Martin Torgoff: Yes, that’s true. Having published these books and made these television shows, I occasionally get asked to come speak at colleges or universities. I talk about all this drug stuff. A lot of times kids come up at the end and want to shoot the shit, go out for a coffee or whatever, which I always enjoy. In one of those post-speaking get-togethers, an earnest kid asked, “If you look at what’s happening today, is it like the ’60s with the chaos and the craziness?” I thought about it for a second and I said, “No, no, it’s not like the ‘60s at all. Back in the ’60s, even with the war in Vietnam, even with assassinations, even with the cities erupting in race riots and flames, I never felt the peril that I do now for the world.” There were a lot of groundbreaking things happening then. There was the civil rights movement, the birth of environmentalism, the birth of feminism. It inspired hope for the future. What I told the kid was, “I imagine that today probably feels more like the 1930s must have felt to people who were in that situation. There were these things going on in the world, like the rise of fascism. You sort of saw the handwriting on the wall. You looked at the horizon and you saw the storm clouds gathering. People felt they could not stop it from happening, but they could not fathom the magnitude of the shit that was going to come down.” That’s the situation that we’re in today. Where you can see the shit gathering on the horizon, the dark clouds and a lot of people feel like, “Oh my God, what can I possibly do to stop this?” There’s a pull to the precipice.
Look at our opiate epidemic. It’s Trump’s America that has essentially been going through the worst of it. As I mentioned earlier, the first opiate addicts in America were middle-class white women, looking for relief from the pressures they felt. Then it became something hip young men in the cities did. Then it took hold of young black people living in the poverty of the inner cities, and that’s where it stayed for 25 or 30 years. Now, it’s in the Rust Belt and in rural America. That’s Trump’s America. These are people who feel they have been completely left out of everything, left out of the economic growth, left out of social change, left out of everything a lot of us know as “normal”. Their addiction is so embroidered into that worldview, into lashing out, into emotional destruction. How is that going to play out in terms of new drugs, new lifestyles? Who can tell? The reasons people use drugs are in play today, and have always been in play, at all times in every era. What changes is the emphasis on which drugs come to embody and reflect the times.
PKM: So, we’re on the precipice between synthetic opiates and organic psychedelics?

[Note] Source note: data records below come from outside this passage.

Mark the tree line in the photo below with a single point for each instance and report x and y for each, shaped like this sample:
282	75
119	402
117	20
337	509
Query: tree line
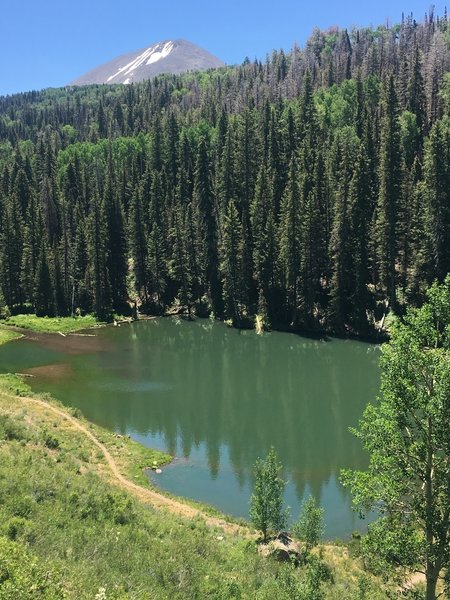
312	189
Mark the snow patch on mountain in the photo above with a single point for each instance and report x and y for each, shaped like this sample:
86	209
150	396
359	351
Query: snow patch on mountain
168	47
149	56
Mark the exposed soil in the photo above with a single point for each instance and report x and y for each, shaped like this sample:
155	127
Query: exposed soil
144	494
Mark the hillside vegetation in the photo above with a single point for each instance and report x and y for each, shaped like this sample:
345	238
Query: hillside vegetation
68	532
311	190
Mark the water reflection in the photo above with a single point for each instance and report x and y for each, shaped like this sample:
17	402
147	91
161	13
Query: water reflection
221	398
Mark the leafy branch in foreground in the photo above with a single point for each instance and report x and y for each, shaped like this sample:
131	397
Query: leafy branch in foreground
407	435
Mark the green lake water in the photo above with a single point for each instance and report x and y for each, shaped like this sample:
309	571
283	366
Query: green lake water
217	398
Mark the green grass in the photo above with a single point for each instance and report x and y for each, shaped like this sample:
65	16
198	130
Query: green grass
51	324
67	532
7	336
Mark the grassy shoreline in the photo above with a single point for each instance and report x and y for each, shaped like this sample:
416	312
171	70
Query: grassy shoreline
8	335
59	502
41	451
50	324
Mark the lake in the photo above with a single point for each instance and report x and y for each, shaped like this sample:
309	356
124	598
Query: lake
217	398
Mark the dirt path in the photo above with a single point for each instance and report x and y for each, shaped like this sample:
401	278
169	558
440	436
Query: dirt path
144	494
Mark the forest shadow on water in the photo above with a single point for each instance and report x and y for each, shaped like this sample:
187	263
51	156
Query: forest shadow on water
217	398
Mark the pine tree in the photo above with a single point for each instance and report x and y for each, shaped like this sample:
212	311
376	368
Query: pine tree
290	239
206	213
44	304
231	264
389	196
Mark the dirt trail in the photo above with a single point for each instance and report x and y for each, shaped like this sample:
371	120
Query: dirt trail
144	494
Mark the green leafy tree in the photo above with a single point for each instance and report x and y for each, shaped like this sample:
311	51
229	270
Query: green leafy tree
309	527
266	503
408	438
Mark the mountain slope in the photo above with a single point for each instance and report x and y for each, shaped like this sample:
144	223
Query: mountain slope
177	56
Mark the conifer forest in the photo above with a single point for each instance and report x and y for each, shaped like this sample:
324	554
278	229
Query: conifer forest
312	189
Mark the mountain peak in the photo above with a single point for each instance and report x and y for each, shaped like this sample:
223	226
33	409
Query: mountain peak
169	56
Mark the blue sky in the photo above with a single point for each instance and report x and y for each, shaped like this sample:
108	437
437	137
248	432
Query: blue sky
47	43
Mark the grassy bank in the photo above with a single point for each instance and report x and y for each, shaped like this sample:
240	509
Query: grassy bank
7	335
67	531
51	324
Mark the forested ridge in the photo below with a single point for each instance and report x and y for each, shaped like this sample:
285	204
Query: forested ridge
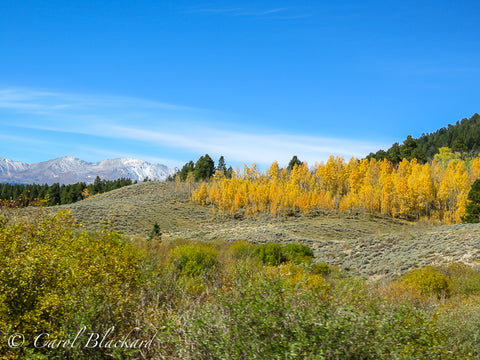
19	195
463	137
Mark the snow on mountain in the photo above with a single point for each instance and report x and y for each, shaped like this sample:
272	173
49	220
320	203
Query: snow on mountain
70	170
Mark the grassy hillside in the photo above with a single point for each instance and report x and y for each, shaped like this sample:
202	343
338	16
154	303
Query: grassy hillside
362	244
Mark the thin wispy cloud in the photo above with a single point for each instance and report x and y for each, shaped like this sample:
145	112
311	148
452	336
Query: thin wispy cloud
133	127
275	13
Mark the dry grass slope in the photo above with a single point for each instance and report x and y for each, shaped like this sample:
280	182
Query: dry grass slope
359	243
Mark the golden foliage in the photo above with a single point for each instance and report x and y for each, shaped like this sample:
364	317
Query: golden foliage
409	190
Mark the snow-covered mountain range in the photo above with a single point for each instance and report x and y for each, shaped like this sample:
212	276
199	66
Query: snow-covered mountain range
70	170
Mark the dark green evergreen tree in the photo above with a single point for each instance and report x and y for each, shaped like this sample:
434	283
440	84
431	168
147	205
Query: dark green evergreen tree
186	169
204	168
221	166
293	162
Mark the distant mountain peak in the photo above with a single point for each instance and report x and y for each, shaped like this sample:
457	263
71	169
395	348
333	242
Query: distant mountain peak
70	170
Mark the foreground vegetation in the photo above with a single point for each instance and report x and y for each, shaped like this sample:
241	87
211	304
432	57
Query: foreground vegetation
218	300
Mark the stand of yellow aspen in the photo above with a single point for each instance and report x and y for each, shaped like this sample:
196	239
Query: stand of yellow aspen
436	191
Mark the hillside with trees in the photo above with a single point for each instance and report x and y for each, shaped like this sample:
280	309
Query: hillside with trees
20	195
463	137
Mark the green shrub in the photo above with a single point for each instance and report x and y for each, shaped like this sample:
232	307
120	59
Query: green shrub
464	279
428	281
242	250
321	269
56	279
298	253
194	259
271	254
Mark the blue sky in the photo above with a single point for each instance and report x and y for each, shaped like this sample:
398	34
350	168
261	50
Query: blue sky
255	81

Martin Torgoff: [Laughs] Yes, we’re living in the world of fentanyl and ayahuasca. That pretty much tells the story. There are people taking spiritually-guided ayahuasca trips to evolve into beings who are as devoted to saving the planet as other people are devoted to completely obliviating themselves with an opiate that is umpteen times more powerful than the purest heroin ever. That’s the dichotomy of where we are with drugs today. And we’re able to chase it all down with a cannabis-infused beverage.
Jelly Roll Morton: [From Bop Apocalypse. The influential pianist/composer describes his growing up in New Orleans of the late 1890s/early 1900s] The streets were crowded with men. Police were always in sight, never less than two together, which guaranteed the safety of all concerned. Lights of all colors were glittering and glaring. Some very happy, some very sad, some with the desire to end it all by poison, some planning a big outing, a dance or some other kind of enjoyment. Some were real ladies in spite of their downfall and some were habitual drunkards and some were dope fiends as follows: opium, heroin, cocaine, laudanum, morphine, etc. I was personally sent to Chinatown many times with a sealed note and a small amount of money and would bring back several cards of hop [bags of weed]. There was no slipping or dodging. All you had to do was walk in and be served.